Over in the Kitchen Garden, shallots, red orach, beetroot, carrots, onions, tomatoes, runner beans, potatoes, broad beans, a few of the vegetables being harvested. The leeks have been planted out, from the leek bed in the glasshouse and will fill their planting hole by thickening and blanching over the next couple of months. The bees, hoverflies and other beneficial insects important in an organic garden are busy feeding on nectar; there’s an abundance of both edible and ornamental flowers such as Calendula, violas, phacelia, borage, lavender, sunflowers, globe artichokes, chives and French marigolds.
There are over 70 herbs to choose from in the Herb Garden; with different varieties of mint, lemon balm, variegated lemon balm, garlic chives, sage, sweet cicely, lovage and summer savory; but stealing the show this month is a new variety of garlic called Society Garlic or ‘Tulbaghia violacea’, (photo on website), with its clusters of star-shaped lilac flowers. The leaves and flowers smell of garlic and act as an ideal companion plant to carrots and roses; the flowers can be added to leafy salads.
In the glasshouses, the gardeners have prepared one of the bays for the Slow Food Long Table Dinner, which will take place later this month. One hundred people will sit to dinner at the one table under the canopy of glass, surrounded by rows of vegetables, fanned fruit trees laden with delicious fruit and colourful flowers.

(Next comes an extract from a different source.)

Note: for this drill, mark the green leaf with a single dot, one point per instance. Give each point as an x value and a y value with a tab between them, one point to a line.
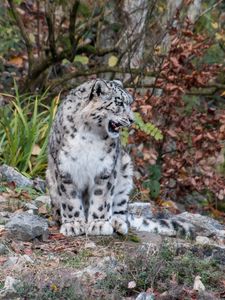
81	59
148	127
112	61
154	188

Many different varieties of tomatoes are being harvested now; the lower trusses are full, so foliage has been removed from the lower half of the plants allowing sunlight to ripen the fruit. A new bay of tomatoes has been planted, a crop for later in the season.
Peppers (Sweet and chilli) and aubergines along with cucumbers, courgettes continue to be harvested. Butternut squash and winter squash (Uchiki kuri) have only been planted in recent weeks but their growth already fills the bay.
In the Vegetable Field the strawberries have been harvested; the pumpkins have been planted out into Mypex covering, Sunflowers grow tall in between. The ridge support structure is gradually being covered by the growth of the Borlotti and Runner beans and Sweet pea in the centre. Asparagus, globe artichokes, beetroot, onions and leeks are all being harvested from this area.
The Herbaceous Borders are a spectacular canvas of colour now, well worth viewing. The perennials are proving their worth and are in their prime. Every year, we depend on these strong stalwarts to provide us with colour until September. And of course not forgetting the Old Pleasure Garden which true to its name, has colour and scent throughout. The Philadelphus (Mock Orange) has been in bloom for the past few weeks, and the Cornus capitata is spectacular with its large creamy-white bracts.
In the Soft Fruit area, pounds of red and black currants are being picked; this year for the first time we have protected the fruit with netting against the pigeons which do most of the damage by landing on the branches, it will be interesting to compare our yield this year.